Tuesday, June 24, 2008

The Imitators

By Thomas Sowell
http://www.realclearpolitics.com
June 24, 2008

If anyone suggested that Tiger Woods should try to be more like other golfers, people would question the sanity of whoever made that suggestion.

Why should Tiger Woods try to be more like Phil Mickelson? If Tiger turned around and tried to golf left-handed, like Mickelson, he probably wouldn't be as good as Mickelson, much less as good as he is golfing the way he does right-handed.

Yet there are those who think that the United States should follow policies more like those in Europe, often with no stronger reason than the fact that Europeans follow such policies. For some Americans, it is considered chic to be like Europeans.

If Europeans have higher minimum wage laws and more welfare state benefits, then we should have higher minimum wage laws and more welfare state benefits, according to such people. If Europeans restrict pharmaceutical companies' patents and profits, then we should do the same.

Some Justices of the U.S. Supreme Court even seem to think that they should incorporate ideas from European laws in interpreting American laws.

Before we start imitating someone, we should first find out whether the results that they get are better than the results that we get. Across a very wide spectrum, the United States has been doing better than Europe for a very long time.

By comparison with most of the rest of the world, Europe is doing fine. But they are like Phil Mickelson, not Tiger Woods.

Minimum wage laws have the same effects in Europe as they have had in other places around the world. They price many low-skilled and inexperienced workers out of a job.

Because minimum wage laws are more generous in Europe than in the United States, they lead to chronically higher rates of unemployment in general and longer periods of unemployment than in the United States-- but especially among younger, less experienced and less skilled workers.

Unemployment rates of 20 percent or more for young workers are common in a number of European countries. Among workers who are both younger and minority workers, such as young Muslims in France, unemployment rates are estimated at about 40 percent.

The American minimum wage laws do enough damage without our imitating European minimum wage laws. The last year in which the black unemployment rate was lower than the white unemployment rate in the United States was 1930.

The next year, the first federal minimum wage law, the Davis-Bacon Act, was passed. One of its sponsors explicitly stated that the purpose was to keep blacks from taking jobs from whites.

No one says things like that any more-- which is a shame, because the effect of a minimum wage law does not depend on what anybody says. Blacks in general, and younger blacks in particular, are the biggest losers from such laws, just as younger and minority workers are in Europe.

Those Americans who are pushing us toward the kinds of policies that Europeans impose on pharmaceutical companies show not the slightest interest in what the consequences of such laws have been.

One consequence is that even European pharmaceutical companies do much of their research and development of new medications in the United States, in order to take advantage of American patent protections and freedom from price controls.

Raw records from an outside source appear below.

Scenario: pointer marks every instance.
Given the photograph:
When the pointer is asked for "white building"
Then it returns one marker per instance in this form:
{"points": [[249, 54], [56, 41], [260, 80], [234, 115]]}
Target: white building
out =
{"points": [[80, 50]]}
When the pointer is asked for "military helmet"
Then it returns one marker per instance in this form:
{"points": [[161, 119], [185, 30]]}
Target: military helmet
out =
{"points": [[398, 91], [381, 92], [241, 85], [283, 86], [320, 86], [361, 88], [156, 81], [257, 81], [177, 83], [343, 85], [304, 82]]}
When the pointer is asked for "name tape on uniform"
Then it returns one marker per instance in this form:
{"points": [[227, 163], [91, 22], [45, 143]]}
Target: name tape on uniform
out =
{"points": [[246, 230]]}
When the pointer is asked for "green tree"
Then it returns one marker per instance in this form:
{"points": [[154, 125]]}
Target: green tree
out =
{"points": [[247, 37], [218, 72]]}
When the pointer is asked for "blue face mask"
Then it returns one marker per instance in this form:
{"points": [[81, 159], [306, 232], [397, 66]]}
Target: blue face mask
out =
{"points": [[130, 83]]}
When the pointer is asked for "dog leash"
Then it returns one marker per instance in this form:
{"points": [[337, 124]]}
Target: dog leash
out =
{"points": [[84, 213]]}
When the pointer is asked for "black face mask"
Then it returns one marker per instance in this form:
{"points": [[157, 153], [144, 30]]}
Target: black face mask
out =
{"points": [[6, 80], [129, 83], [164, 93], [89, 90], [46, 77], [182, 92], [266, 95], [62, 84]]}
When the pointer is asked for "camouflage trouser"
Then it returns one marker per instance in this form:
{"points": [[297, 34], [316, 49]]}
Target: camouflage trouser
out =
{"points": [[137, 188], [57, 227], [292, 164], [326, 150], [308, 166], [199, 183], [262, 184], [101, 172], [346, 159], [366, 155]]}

These are the very policies that the European imitators want us to change.

It is not a coincidence that such a high proportion of the major pharmaceutical drugs are developed in the United States. If we kill the goose that lays the golden egg, as the Europeans have done, both we and the Europeans-- as well as the rest of the world -- will be worse off, because there are few other places for such medications to be developed.

There are a lot of diseases still waiting for a cure, or even for relief for those suffering from those diseases. People stricken with these diseases will pay the price for blind imitation of Europe.

The United States leads the world in too many areas for us to start imitating those who are trailing behind.